Sehen Sie – Fitz kann sozusagen detailliert auslesen, was im Gehirn eines Gewaltverbrechers vorgeht. Und Sie? Sie können detailliert beschreiben, was im Gehirn ihrer zögernden Jungfrauen, widerlichen Lustmolchen, selbstsüchtigen Verführerinnen und lernbegierigen Jünglingen vorgeht. Bleiben sie eng an der Wollust dran, aber auch der Scham, dem Zögern und den Widersprüchen. Die Gedanken der Menschen sind oft schamloser als ihr Handeln, als legen sie offen, was ihre Figuren wirklich denken – nicht nur, was aus ihren Mündern herausquillt.

Ja sicher – sie können die erotischen Gedanken Ihrer Leserinnen und Leser auch einfach „antriggern“, sodass sie Fantasien in den Hirnen der Leserschaft erzeugen, von denen sie gar nicht geschrieben haben. Falls Sie das können – Chapeau. Der gewöhnliche Autor erotischer Literatur kann es nämlich nicht.

Oh, wie geht eigentlich „blasen“ wirklich?

Blasen, Fellatio, Lutschen ... da ist die Stelle, an der du nicht weiterkommst, nicht wahr? Die meisten Autorinnen (oh ja, und auch Autoren) sind nicht auf allen Gebieten erfahren, und nicht alle, die erfahren sind, lieben ihre Erlebnisse. Ja, manche haben sie verdrängt. Einen Penis im Mund zu haben ist nicht dasselbe wie ein Schokoladeneis mit Sahne im Mund. Und dann fragst du eine Freundin, von der du glaubst, sie weiß es. Vielleicht verläuft dien Gespräch dann so:

„Wie lange ist es her, dass du einen Sch… …geblasen hast?“
„Darüber rede ich nicht.“
„Aber du hast?“
„Jede hat es doch mal getan, oder?“
„Ich frage aber dich!“
„Du willst nur wissen, wie es ist, oder?“
„Kann sein.“
„Und dann schreibst du darüber?“
„Vielleicht … ich will genau wissen, was dabei passiert.“
„Warum versuchst du es nicht selbst?“


Der Bananenversuch - nicht wirklich hilfreich
Tja, und das ist genau der Punkt. Aber zu deiner Geschichte gehört nun mal, dass deine Figur genau schildert, wie das geht, aber vor allem, wie es ihr dabei ergangen ist. Und selbst, wenn du eine Freundin findest, die es getan hat und sich gut daran erinnert, dann ist immer noch die Frage, ob sie dir dazu auch Einzelheiten erzählt. Du weißt das sicher aus der Psychologie für Anfänger: Wenn du etwas nicht gerne machst oder dich sogar ekelst, dann verdrängst du es manchmal. Und wenn das alles wieder hervorgeholt wird, dann können die Gefühle überkochen, und du hast eine verzweifelte Freundin, aber weißt immer noch nichts. Also: Wenn du jemanden triffst, der freizügig über Fellatio reden kann, dann frag sie nach allen Einzelheiten aus. Wahrscheinlich wirst du abwechselnd rot und bleich werden, aber es ist eine angenehmere Lehrstunde, als der Versuch am Lebenden Objekt.

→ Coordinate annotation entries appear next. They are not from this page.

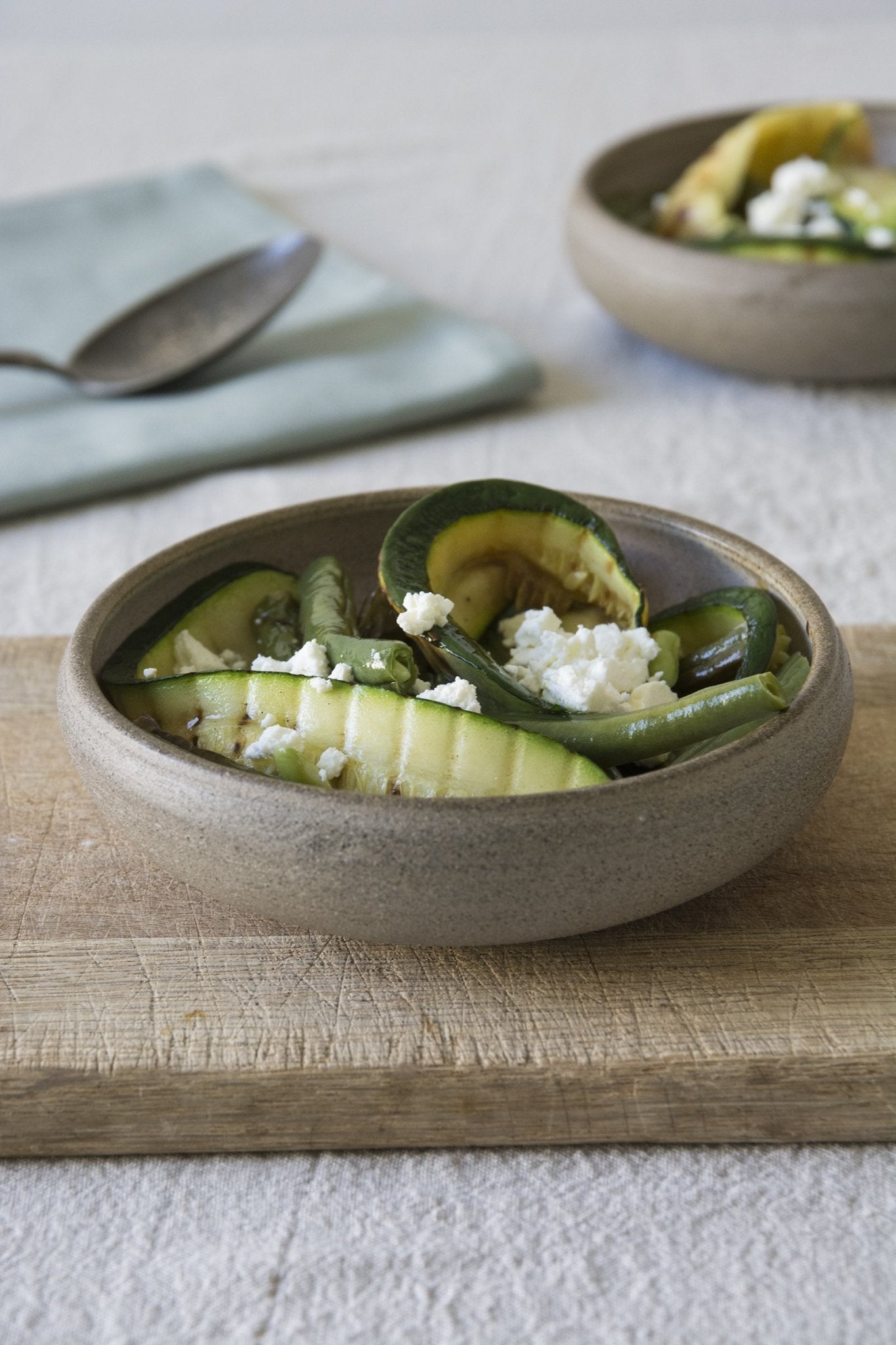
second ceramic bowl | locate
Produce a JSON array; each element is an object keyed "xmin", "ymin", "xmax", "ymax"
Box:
[
  {"xmin": 59, "ymin": 491, "xmax": 851, "ymax": 944},
  {"xmin": 568, "ymin": 106, "xmax": 896, "ymax": 382}
]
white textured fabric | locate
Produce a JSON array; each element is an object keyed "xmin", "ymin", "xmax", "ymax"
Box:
[
  {"xmin": 0, "ymin": 1146, "xmax": 896, "ymax": 1345},
  {"xmin": 0, "ymin": 23, "xmax": 896, "ymax": 1345}
]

Allerdings wirst du kaum Frauen deines Lebensumkreises finden, die in diesem Punkt mitteilsam sind. Da könnte ich dir auf die Sprünge helfen.

Es geht um folgende Umstände:

Sieben Tatsachen, die du vom Fellatio wissen musst

1. Wie kann ein Penis aussehen? Denk an den schlaffen, halb erigierten und vollständig erigierten Zustand.
2. In deiner Welt sind voraussichtlich die meisten Penisse unbeschnitten. Da heißt, beschäftige dich mit Eichel und Vorhaut.
3. Die meisten P-Seiten zeigen ganz ordentliche Blowjobs (Fellatio, Blasen). Das kannst du verwenden, um das Optische zu beschreiben. Denk aber dran, dass die meisten „gewöhnlichen“ Männer zu Anfang keinen vollständig erigierten Penis haben.
4. Die Technik lässt sich in Foren nachlesen. Lippen und Zunge sind immer daran beteiligt, die strategisch günstigsten Stellen werden dort auch genannt.
5. Nun kommen die Gefühle an die Reihe. Sie schwanken zwischen Ekel und Lust – und zu Anfang überwiegt meist Ekel. Doch es gibt mehr über die Gefühle zu sagen, weil sie nicht nur im Kopfkino, sondern ganz real stattfinden. Da treffen Nerven auf Nerven und Haut auf Haut, und zumindest für die beteiligte Frau ist höchst ungewöhnlich, was die dabei empfindet.
6. Wenn du wirkliche Gefühle schildern willst, dann achte darauf, wie die Frau auf die Änderungen reagiert, die sich am Penis zeigen, während sie Fellatio ausführt.
7. Wenn Fellatio „komplett“ oder „total“ ohne Kondom ausgeführt wird, gibt es mehrerer Möglichkeiten, mit dem Ejakulat umzugehen. Beschäftige dich damit, wenn du wirklich an der Schilderung der dabei aufkommenden Gefühle interessiert bist.

Am Ende … wirst du eine Expertin ohne Praxis sein – so, wie die meisten Autorinnen und Autoren.